[Physics] Approaching speed of light: why do objects appear further away in front of me

special-relativityspeed-of-light

A Slower Speed of Light is a video game created by the MIT Game Lab which allows users to experience what it would be like if the speed of light was closer to normal walking/running speeds and thus experience relativistic effects in an otherwise familiar environment. From the site:

A Slower Speed of Light is a first-person game prototype in which players navigate a 3D space while picking up orbs that reduce the speed of light … [allowing] the speed of light in the game to approach the player’s own maximum walking speed. Visual effects of special relativity gradually become apparent to the player [as more orbs are collected]… These effects, rendered in realtime to vertex accuracy, include the Doppler effect (red- and blue-shifting of visible light, and the shifting of infrared and ultraviolet light into the visible spectrum); the searchlight effect (increased brightness in the direction of travel); time dilation (differences in the perceived passage of time from the player and the outside world); Lorentz transformation (warping of space at near-light speeds); and the runtime effect (the ability to see objects as they were in the past, due to the travel time of light).

When I play the game and collect enough orbs for relativistic effects to really start becoming significant something happens that I didn't expect: as I accelerated towards objects they appeared to move further away from me (despite length contraction definitely being taken into effect, since I was able to get to those objects faster over a given distance than had I not collected any orbs). Luboš Motl in this question says that this is due to:

the shrinking of transverse directions if you're moving forward (or their expansion if you move backwards) which makes object look "further" (optically smaller) if you're moving forward.
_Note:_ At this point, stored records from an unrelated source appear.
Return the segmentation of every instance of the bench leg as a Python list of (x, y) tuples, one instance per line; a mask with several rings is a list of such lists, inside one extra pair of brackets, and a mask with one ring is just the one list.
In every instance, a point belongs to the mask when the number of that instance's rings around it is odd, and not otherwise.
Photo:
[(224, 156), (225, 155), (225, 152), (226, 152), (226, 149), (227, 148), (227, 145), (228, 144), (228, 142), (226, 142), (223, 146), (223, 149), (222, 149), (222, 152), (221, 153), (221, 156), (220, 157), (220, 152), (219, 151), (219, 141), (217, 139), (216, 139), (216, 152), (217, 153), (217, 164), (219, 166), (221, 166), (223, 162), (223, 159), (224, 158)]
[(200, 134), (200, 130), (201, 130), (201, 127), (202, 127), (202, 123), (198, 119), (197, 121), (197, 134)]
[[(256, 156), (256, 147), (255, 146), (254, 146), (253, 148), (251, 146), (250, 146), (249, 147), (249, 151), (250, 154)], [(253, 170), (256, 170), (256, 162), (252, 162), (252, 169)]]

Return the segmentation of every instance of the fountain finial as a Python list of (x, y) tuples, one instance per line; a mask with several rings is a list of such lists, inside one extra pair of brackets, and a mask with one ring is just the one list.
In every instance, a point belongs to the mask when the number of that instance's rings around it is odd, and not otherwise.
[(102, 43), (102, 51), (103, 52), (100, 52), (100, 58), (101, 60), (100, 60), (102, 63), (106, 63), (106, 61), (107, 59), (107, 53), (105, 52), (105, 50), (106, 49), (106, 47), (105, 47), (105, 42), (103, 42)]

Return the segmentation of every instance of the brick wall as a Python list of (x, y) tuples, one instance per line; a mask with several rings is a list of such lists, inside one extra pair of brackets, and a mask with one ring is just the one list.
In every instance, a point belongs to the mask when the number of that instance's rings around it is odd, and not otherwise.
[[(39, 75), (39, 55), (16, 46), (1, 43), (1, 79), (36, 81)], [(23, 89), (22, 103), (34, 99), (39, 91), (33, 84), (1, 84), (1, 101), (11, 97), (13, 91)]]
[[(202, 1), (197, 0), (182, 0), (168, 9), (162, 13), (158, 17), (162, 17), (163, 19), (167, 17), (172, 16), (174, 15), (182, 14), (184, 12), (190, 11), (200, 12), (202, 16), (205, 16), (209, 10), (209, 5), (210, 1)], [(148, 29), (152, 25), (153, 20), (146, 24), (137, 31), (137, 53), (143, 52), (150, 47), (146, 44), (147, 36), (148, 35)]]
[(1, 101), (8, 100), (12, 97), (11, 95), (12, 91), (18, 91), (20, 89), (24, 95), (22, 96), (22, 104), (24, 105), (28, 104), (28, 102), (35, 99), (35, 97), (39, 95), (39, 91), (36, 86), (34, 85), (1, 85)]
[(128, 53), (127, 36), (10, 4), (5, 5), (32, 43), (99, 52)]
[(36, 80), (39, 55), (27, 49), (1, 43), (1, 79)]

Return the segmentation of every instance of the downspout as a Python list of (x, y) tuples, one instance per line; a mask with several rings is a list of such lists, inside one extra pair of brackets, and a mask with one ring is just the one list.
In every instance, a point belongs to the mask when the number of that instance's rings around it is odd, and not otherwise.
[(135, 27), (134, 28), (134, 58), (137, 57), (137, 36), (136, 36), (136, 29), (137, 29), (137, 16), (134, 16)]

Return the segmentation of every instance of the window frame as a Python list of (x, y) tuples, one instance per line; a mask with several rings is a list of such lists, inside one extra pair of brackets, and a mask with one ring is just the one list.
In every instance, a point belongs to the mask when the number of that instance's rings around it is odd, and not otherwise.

Because of this shrinking, you may effectively see "behind your head". You also see things how they looked like some time ago.

Based on my understanding of the Lorentz transformations the directions transverse to one's motion aren't effected ($y'=y$ and $z'=z$ if all motion is in the $x$ direction). So, what exactly causes this effect that I see in the game and Luboš Motl explains? Am I misunderstanding the Lorentz transformations?

Best Answer

There is a difference between what "happens", described by the Lorentz Transformations, and what you see with incoming light beams, which is heavily influenced by differing light delay times from parts of the scene.

There is a very good explanation in the second half of this essay: http://mathpages.com/rr/s2-05/2-05.htm, search for the phrase "Meanwhile, Einstein's 1905 paper on the electrodynamics of moving bodies included a greatly simplified derivation of the full Lorentz transformation"

As to your last point, it is explained in the link but basically if you define an angle of incidence of light in the stationary frame as tan(a) = x/y, and then in the moving frame define tan (a') = x'/y', then as you said in the question y' = y so if x' is different to x then a' must be different to a. There is your angle change, hope this makes sense!

Just to address the other part of your question, the apparent stretching of space in front of you at high speed is due to the Doppler effect, so if you looked behind you you would see space compressed.